Jalan lintas timur Sumatera tersebut berlokasi di Provinsi Riau sepanjang 43 km, dan yang berlokasi di Provinsi Sumatera Selatan sepanjang 30 km. Direktur Pengembangan Jaringan Jalan Ditjen Bina Marga Rachman Arief Dienaputra mengatakan, alasan pemilihan jalan lintas timur lantaran lokasinya merupakan salah satu koridor utama transportasi dan logistik yang diharapkan bisa membantu turunnya biaya logistik di Sumatera.
"Dengan jalan yang tersedia, traffic akan semakin tinggi, nanti ada biaya logistik yang turun. Delta itulah yang membuat cost yang kita gunakan untuk membangun dengan benefit yang kita dapat akan lebih balance," katanya saat ditemui di Kementerian PUPR, Jakarta, Selasa (27/2/2018).
SCROLL TO CONTINUE WITH CONTENT
Sementara untuk Sumatera Selatan, lokasi proyeknya ada di enam ruas, di antaranya Jalan Srijaya Raya 6,3 km, Jalan Mayjen Yusuf Singadekane 5,2 km, Jalan Letjen. H. Alamsyah Ratu Perwiranegara 3,15 km, Jalan Soekarno-Hatta 8,32 km, Jalan Akses Terminal Alang-alang Lebar 4 km dan Jalan Sultan Mahmud Badarudin II 2,9 km.
Total biaya proyek preservasi di dua provinsi tersebut mencapai Rp 2,7 triliun. Cakupan proyek yang akan dikerjakan di antaranya desain, konstruksi, operasi, dan pemeliharaan.

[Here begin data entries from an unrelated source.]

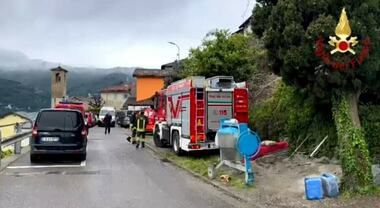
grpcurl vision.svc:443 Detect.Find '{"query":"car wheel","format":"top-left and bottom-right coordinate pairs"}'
top-left (153, 126), bottom-right (164, 148)
top-left (172, 131), bottom-right (183, 156)
top-left (30, 154), bottom-right (39, 163)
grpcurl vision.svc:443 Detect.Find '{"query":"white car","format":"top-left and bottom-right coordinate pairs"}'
top-left (98, 107), bottom-right (116, 127)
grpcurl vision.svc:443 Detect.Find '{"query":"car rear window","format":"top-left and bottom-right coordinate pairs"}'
top-left (37, 111), bottom-right (82, 130)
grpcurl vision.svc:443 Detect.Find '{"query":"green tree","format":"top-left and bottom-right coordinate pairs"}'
top-left (182, 29), bottom-right (257, 81)
top-left (252, 0), bottom-right (380, 192)
top-left (88, 95), bottom-right (104, 114)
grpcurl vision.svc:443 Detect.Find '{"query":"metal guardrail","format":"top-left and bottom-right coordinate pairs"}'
top-left (0, 130), bottom-right (32, 167)
top-left (0, 121), bottom-right (32, 129)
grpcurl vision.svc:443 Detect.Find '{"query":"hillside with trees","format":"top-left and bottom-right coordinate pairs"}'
top-left (0, 78), bottom-right (50, 114)
top-left (0, 68), bottom-right (134, 113)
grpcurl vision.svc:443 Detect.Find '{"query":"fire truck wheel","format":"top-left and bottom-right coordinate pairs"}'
top-left (172, 131), bottom-right (184, 156)
top-left (153, 126), bottom-right (164, 148)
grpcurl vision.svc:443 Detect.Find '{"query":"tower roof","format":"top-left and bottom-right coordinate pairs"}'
top-left (51, 66), bottom-right (68, 72)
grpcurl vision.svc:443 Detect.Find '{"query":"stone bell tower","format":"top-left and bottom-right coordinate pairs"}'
top-left (51, 66), bottom-right (68, 107)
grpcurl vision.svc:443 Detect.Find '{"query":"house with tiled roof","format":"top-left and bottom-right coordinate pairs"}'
top-left (100, 84), bottom-right (130, 110)
top-left (234, 15), bottom-right (253, 35)
top-left (160, 59), bottom-right (185, 71)
top-left (0, 112), bottom-right (33, 140)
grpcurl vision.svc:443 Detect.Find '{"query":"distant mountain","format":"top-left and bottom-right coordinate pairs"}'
top-left (67, 71), bottom-right (134, 96)
top-left (0, 48), bottom-right (136, 112)
top-left (0, 48), bottom-right (60, 71)
top-left (0, 67), bottom-right (135, 96)
top-left (0, 78), bottom-right (50, 113)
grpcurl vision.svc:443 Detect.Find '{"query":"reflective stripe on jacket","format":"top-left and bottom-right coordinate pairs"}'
top-left (136, 117), bottom-right (146, 132)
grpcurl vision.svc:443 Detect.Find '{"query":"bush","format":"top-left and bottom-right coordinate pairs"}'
top-left (251, 81), bottom-right (380, 160)
top-left (0, 149), bottom-right (13, 159)
top-left (251, 81), bottom-right (338, 158)
top-left (250, 81), bottom-right (292, 140)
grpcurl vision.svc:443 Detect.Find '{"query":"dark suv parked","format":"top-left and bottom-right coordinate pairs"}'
top-left (30, 109), bottom-right (87, 162)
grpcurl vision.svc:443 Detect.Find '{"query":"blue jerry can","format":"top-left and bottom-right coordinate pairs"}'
top-left (304, 177), bottom-right (324, 200)
top-left (321, 173), bottom-right (339, 197)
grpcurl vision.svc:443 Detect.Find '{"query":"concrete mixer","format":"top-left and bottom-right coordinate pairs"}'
top-left (208, 119), bottom-right (261, 185)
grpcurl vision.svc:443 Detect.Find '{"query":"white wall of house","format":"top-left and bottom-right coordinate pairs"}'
top-left (101, 92), bottom-right (128, 110)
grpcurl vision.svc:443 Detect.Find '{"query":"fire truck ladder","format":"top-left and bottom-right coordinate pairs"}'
top-left (195, 88), bottom-right (205, 143)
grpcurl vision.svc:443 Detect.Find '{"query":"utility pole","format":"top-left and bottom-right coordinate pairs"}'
top-left (168, 41), bottom-right (180, 70)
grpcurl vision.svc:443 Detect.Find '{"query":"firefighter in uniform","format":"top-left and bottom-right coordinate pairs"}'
top-left (136, 111), bottom-right (148, 148)
top-left (127, 112), bottom-right (137, 144)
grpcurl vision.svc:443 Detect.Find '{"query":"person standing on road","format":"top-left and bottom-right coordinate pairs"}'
top-left (127, 112), bottom-right (137, 144)
top-left (103, 112), bottom-right (112, 135)
top-left (136, 111), bottom-right (148, 149)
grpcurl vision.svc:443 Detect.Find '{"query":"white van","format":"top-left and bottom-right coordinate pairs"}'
top-left (99, 107), bottom-right (116, 127)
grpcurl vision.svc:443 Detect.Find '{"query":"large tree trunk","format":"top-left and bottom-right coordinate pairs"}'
top-left (332, 92), bottom-right (373, 193)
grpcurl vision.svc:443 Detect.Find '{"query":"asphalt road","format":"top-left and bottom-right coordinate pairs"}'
top-left (0, 127), bottom-right (242, 208)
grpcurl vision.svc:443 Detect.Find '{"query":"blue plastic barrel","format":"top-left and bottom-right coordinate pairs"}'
top-left (304, 177), bottom-right (324, 200)
top-left (321, 173), bottom-right (339, 197)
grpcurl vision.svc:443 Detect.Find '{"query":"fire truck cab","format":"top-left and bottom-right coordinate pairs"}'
top-left (153, 76), bottom-right (249, 155)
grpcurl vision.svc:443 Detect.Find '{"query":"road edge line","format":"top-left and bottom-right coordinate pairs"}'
top-left (145, 143), bottom-right (248, 203)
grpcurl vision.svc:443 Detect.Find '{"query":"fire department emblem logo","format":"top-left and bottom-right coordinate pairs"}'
top-left (315, 8), bottom-right (370, 71)
top-left (328, 8), bottom-right (358, 54)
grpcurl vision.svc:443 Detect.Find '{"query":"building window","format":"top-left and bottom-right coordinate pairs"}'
top-left (55, 73), bottom-right (61, 82)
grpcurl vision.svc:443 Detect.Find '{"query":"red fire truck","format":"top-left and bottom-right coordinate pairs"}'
top-left (144, 108), bottom-right (155, 133)
top-left (152, 76), bottom-right (249, 155)
top-left (55, 101), bottom-right (86, 115)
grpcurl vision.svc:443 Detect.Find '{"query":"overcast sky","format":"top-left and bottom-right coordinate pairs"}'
top-left (0, 0), bottom-right (255, 68)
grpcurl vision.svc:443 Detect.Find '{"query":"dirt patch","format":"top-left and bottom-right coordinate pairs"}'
top-left (146, 138), bottom-right (379, 207)
top-left (220, 153), bottom-right (380, 208)
top-left (254, 154), bottom-right (341, 199)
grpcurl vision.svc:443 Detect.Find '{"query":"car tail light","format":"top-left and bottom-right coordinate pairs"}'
top-left (32, 125), bottom-right (38, 139)
top-left (190, 135), bottom-right (196, 143)
top-left (81, 129), bottom-right (87, 140)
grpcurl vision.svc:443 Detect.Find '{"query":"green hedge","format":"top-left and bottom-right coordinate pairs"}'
top-left (250, 81), bottom-right (337, 158)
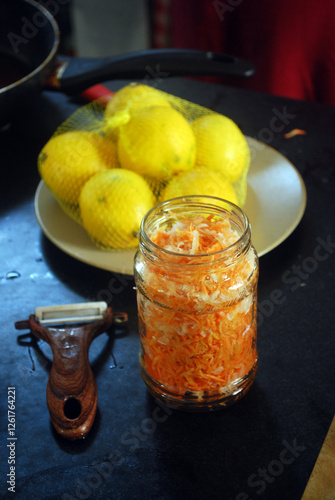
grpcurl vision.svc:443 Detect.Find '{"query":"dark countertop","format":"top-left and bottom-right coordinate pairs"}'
top-left (0, 76), bottom-right (334, 500)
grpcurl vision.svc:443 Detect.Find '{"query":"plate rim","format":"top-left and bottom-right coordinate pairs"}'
top-left (246, 137), bottom-right (307, 256)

"Jadi nanti dalam 2 tahun pertama ini ditambal lubang-lubang, bahu jalan rusak, drainase, dibangun semua. Setelah itu jadi, badan usaha harus menjamin drainase jalan, rumput tidak lebih dari 10 cm di luar kota dan service agreement lainnya. Sisanya itu 13 tahun dipelihara dan pemerintah akan mencicil biaya membangun (preservasi) dan memelihara selama 13 tahun," jelas Rachman.
Seperti diketahui, selama ini pemerintah memiliki alokasi anggaran untuk pembangunan jalan maupun preservasi. Namun anggaran tersebut menjadi tidak optimal karena hanya bisa digunakan untuk sebagian ruas lantaran tidak tersedianya dana yang cukup.

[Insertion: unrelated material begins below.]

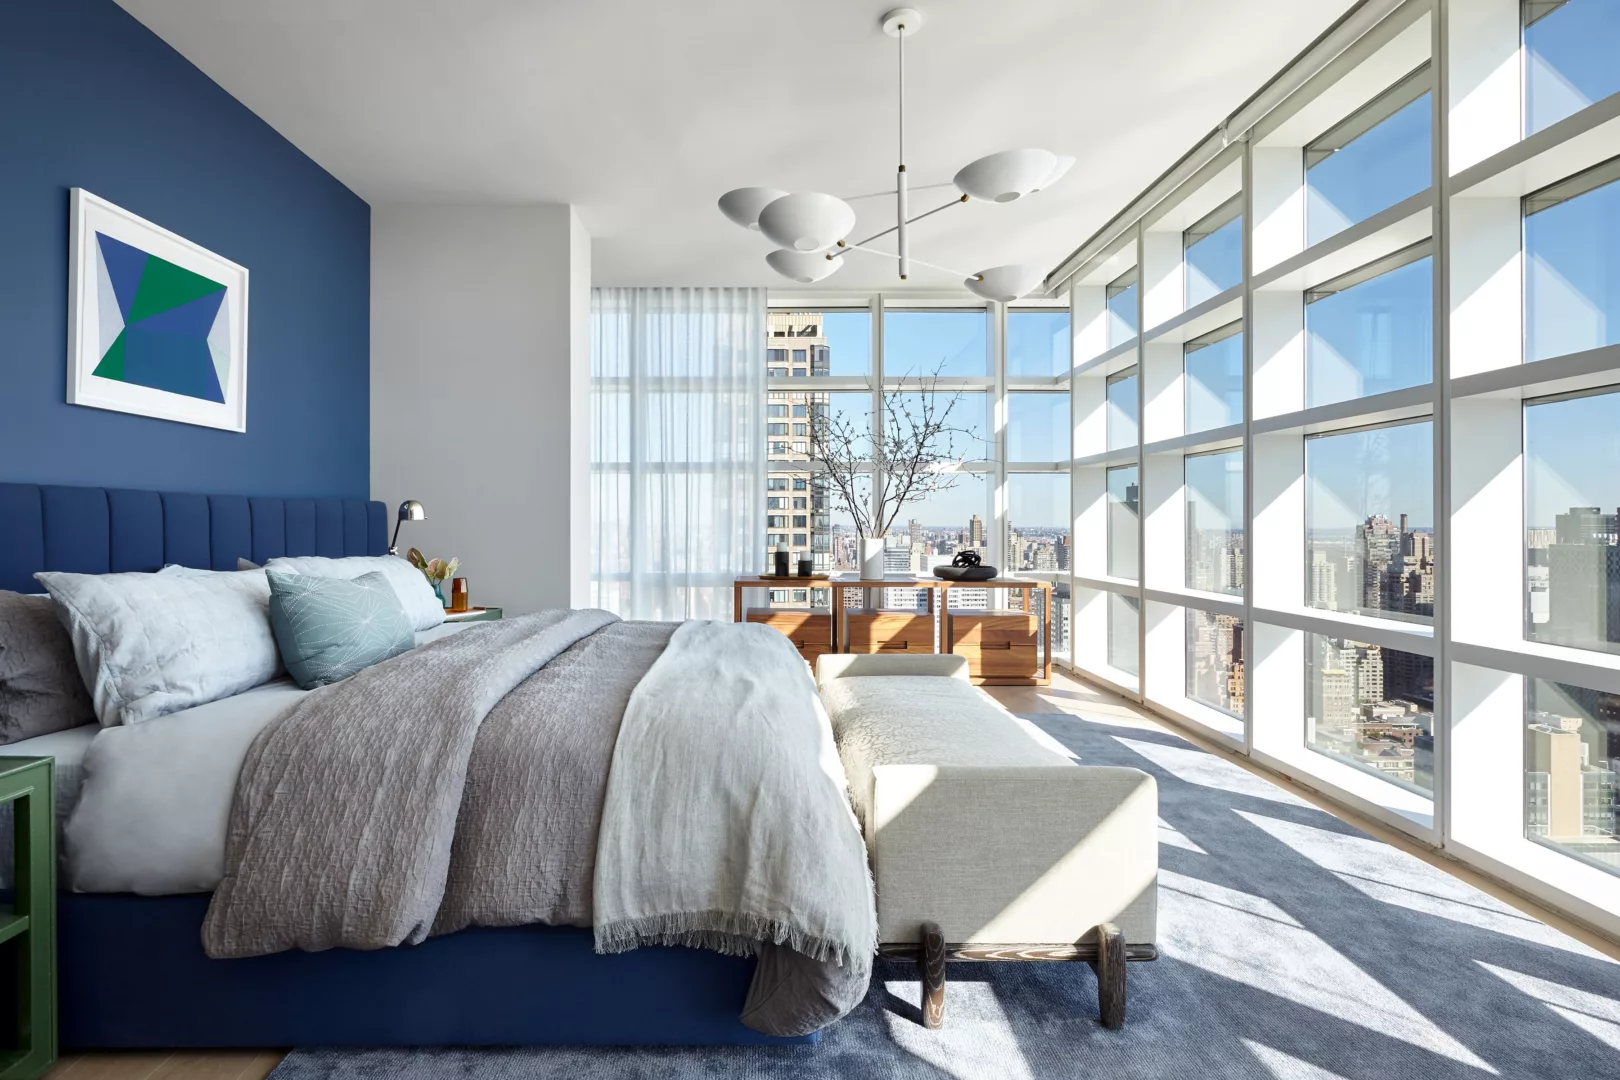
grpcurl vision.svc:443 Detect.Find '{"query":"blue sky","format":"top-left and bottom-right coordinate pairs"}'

Melalui skema AP, maka pemerintah akan bisa mencicil biaya pembangunan ke badan usaha, sehingga alokasi anggaran preservasi maupun pembangunan jalan bisa digunakan untuk mencicil biaya AP ke badan usaha, tapi pembangunan jalan bisa lebih banyak dan cepat dilaksanakan.

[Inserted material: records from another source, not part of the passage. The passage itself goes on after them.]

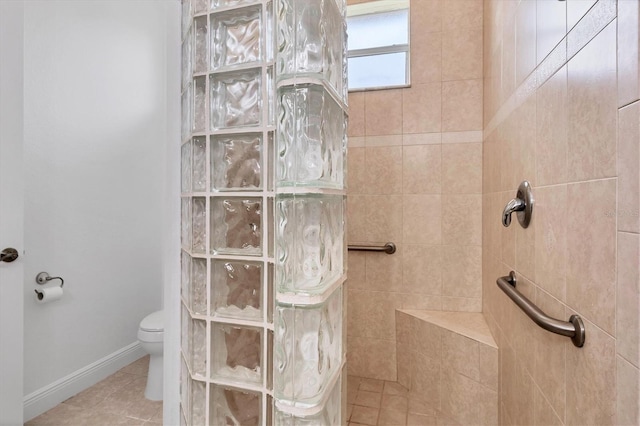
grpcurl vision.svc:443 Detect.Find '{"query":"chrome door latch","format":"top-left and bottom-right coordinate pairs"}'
top-left (0, 248), bottom-right (19, 263)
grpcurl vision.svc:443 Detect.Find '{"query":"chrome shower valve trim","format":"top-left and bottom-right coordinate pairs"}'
top-left (502, 181), bottom-right (534, 228)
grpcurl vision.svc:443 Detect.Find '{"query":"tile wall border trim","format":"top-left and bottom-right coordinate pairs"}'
top-left (347, 131), bottom-right (482, 148)
top-left (484, 0), bottom-right (617, 139)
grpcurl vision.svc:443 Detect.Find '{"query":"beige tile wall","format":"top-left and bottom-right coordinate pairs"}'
top-left (346, 0), bottom-right (484, 381)
top-left (483, 0), bottom-right (639, 424)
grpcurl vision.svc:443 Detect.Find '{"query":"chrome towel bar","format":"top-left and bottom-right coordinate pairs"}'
top-left (497, 271), bottom-right (585, 347)
top-left (347, 242), bottom-right (396, 254)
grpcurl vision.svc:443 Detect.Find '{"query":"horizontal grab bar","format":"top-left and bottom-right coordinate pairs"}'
top-left (497, 271), bottom-right (585, 348)
top-left (348, 242), bottom-right (396, 254)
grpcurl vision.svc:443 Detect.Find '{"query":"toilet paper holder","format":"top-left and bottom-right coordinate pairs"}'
top-left (35, 272), bottom-right (64, 300)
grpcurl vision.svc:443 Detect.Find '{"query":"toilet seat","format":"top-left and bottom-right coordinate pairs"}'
top-left (140, 310), bottom-right (164, 332)
top-left (138, 328), bottom-right (164, 343)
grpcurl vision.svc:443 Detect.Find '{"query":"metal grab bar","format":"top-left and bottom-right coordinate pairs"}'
top-left (347, 242), bottom-right (396, 254)
top-left (497, 271), bottom-right (585, 347)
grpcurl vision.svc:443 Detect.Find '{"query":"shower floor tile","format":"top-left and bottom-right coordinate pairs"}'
top-left (26, 356), bottom-right (162, 426)
top-left (347, 375), bottom-right (447, 426)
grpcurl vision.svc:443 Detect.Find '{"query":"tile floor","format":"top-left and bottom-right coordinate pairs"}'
top-left (29, 367), bottom-right (449, 425)
top-left (26, 356), bottom-right (162, 426)
top-left (347, 375), bottom-right (458, 426)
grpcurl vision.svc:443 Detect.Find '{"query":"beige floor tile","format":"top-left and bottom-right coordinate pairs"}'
top-left (383, 381), bottom-right (409, 396)
top-left (407, 412), bottom-right (437, 426)
top-left (348, 384), bottom-right (359, 404)
top-left (360, 378), bottom-right (385, 392)
top-left (147, 405), bottom-right (164, 423)
top-left (119, 355), bottom-right (150, 376)
top-left (347, 404), bottom-right (355, 421)
top-left (381, 394), bottom-right (408, 412)
top-left (355, 390), bottom-right (383, 408)
top-left (63, 372), bottom-right (138, 409)
top-left (378, 407), bottom-right (407, 425)
top-left (352, 405), bottom-right (380, 425)
top-left (348, 375), bottom-right (362, 391)
top-left (73, 409), bottom-right (147, 425)
top-left (28, 357), bottom-right (160, 426)
top-left (25, 403), bottom-right (84, 425)
top-left (407, 392), bottom-right (437, 416)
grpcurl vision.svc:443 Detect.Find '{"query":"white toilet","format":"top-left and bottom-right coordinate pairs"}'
top-left (138, 310), bottom-right (164, 401)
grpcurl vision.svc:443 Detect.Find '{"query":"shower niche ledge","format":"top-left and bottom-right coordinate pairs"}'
top-left (395, 310), bottom-right (499, 426)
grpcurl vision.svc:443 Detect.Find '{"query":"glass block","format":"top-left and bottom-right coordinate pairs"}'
top-left (276, 0), bottom-right (344, 97)
top-left (209, 385), bottom-right (262, 426)
top-left (192, 137), bottom-right (207, 192)
top-left (191, 258), bottom-right (207, 315)
top-left (192, 318), bottom-right (207, 377)
top-left (210, 68), bottom-right (262, 130)
top-left (276, 84), bottom-right (345, 188)
top-left (265, 1), bottom-right (274, 62)
top-left (181, 251), bottom-right (192, 306)
top-left (267, 196), bottom-right (274, 259)
top-left (211, 5), bottom-right (262, 70)
top-left (340, 363), bottom-right (347, 426)
top-left (181, 304), bottom-right (191, 358)
top-left (212, 260), bottom-right (263, 320)
top-left (181, 141), bottom-right (192, 193)
top-left (182, 82), bottom-right (193, 142)
top-left (194, 16), bottom-right (208, 73)
top-left (191, 378), bottom-right (207, 425)
top-left (267, 329), bottom-right (274, 390)
top-left (193, 77), bottom-right (207, 132)
top-left (211, 323), bottom-right (263, 385)
top-left (182, 28), bottom-right (193, 90)
top-left (182, 0), bottom-right (192, 41)
top-left (267, 262), bottom-right (274, 322)
top-left (267, 66), bottom-right (274, 126)
top-left (211, 133), bottom-right (262, 191)
top-left (341, 283), bottom-right (347, 359)
top-left (274, 374), bottom-right (341, 425)
top-left (211, 197), bottom-right (262, 255)
top-left (211, 0), bottom-right (255, 10)
top-left (341, 20), bottom-right (348, 102)
top-left (267, 132), bottom-right (274, 191)
top-left (181, 198), bottom-right (192, 249)
top-left (275, 194), bottom-right (344, 295)
top-left (192, 197), bottom-right (207, 254)
top-left (181, 357), bottom-right (190, 422)
top-left (194, 0), bottom-right (208, 13)
top-left (274, 287), bottom-right (342, 407)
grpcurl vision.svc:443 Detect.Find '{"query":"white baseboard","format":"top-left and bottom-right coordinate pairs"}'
top-left (23, 342), bottom-right (146, 422)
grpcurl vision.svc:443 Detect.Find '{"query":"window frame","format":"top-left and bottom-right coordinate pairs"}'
top-left (346, 1), bottom-right (411, 92)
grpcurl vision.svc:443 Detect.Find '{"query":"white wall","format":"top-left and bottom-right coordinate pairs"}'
top-left (23, 0), bottom-right (170, 396)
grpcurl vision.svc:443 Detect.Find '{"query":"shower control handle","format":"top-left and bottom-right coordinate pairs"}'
top-left (502, 198), bottom-right (526, 227)
top-left (502, 181), bottom-right (534, 228)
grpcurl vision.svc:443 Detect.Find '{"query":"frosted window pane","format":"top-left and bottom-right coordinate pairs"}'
top-left (348, 52), bottom-right (406, 90)
top-left (347, 10), bottom-right (408, 51)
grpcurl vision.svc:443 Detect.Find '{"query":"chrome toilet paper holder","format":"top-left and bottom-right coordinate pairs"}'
top-left (35, 272), bottom-right (64, 300)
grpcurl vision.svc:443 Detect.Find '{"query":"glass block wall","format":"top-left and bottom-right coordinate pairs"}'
top-left (180, 0), bottom-right (347, 424)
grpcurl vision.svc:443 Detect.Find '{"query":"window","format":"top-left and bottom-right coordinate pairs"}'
top-left (346, 0), bottom-right (410, 91)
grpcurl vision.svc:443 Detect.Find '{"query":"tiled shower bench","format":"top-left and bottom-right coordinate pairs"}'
top-left (395, 310), bottom-right (499, 425)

"Kita kan setiap tahun mengeluarkan uang untuk ruas tersebut. Nah uang yang kita gunakan setiap tahun tersebut akan kita gunakan untuk skema AP itu sendiri. Cuma keuntungannya dengan AP, jalan lebih cepat tersedia. Kalau kita bangun 70 km kan pasti butuh waktu sampai 4 tahun. Tapi kalau dengan AP, badan usaha melaksanakan dalam waktu maksimal dua tahun, kita bisa pelihara dan kita cicil dalam 13 tahun, duit tiap tahun itu bisa ganti ke tempat lain, sehingga penanganan jalan itu bisa lebih cepat tuntas satu per satu," pungkasnya. (eds/zlf)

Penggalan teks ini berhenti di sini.